Kris Osterberg, a dietitian and instructor at Virginia Tech, explains that both sugar and HFCS are made up of glucose and fructose. The difference is that the molecules are bound in sugar and not in HFCS. But the effect on the body, Osterberg says, is the same.

“When you sit down and look at the charts of the last 25, 30 years, you see that the consumption of high-fructose corn syrup has gone up. And obviously, so have our obesity rates,” she says. “There are a lot of things people want to blame for that.” Osterberg believes excess calories are behind the nation’s expanding waistlines. “Any excess sugars and fats, whether the calories come from sucrose (sugar) or high-fructose corn syrup, I don’t think it makes any difference. A calorie is a calorie.”
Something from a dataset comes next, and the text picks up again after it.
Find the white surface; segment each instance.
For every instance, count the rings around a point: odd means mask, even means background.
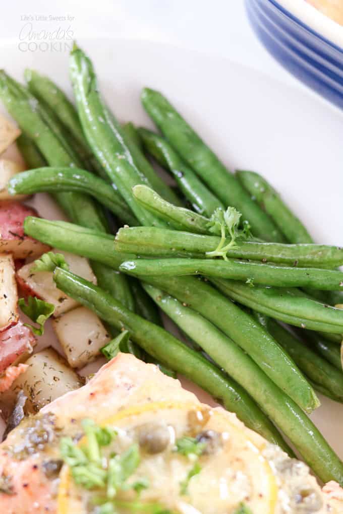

Don’t go feeling too bad for the poor, maligned corn processing industry. Despite its ugly reputation and pending lawsuit, HFCS still fills grocery shelves in products from crackers to cottage cheese, and the average person consumes 40+ pounds of it every year. It remains cheap due in part to government subsidies for corn. The “perversity” of the situation, as Popkin calls it, is that segments of the public believe HFCS is bad and other sugars are good when he thinks they are all terrible. (Indeed sugar got a recent comeuppance when the New York Times published a piece exploring sugar as “toxic.”)

“All sugar you eat is the same,” Popkin says. “That’s what we know now that we didn’t know in 2004.”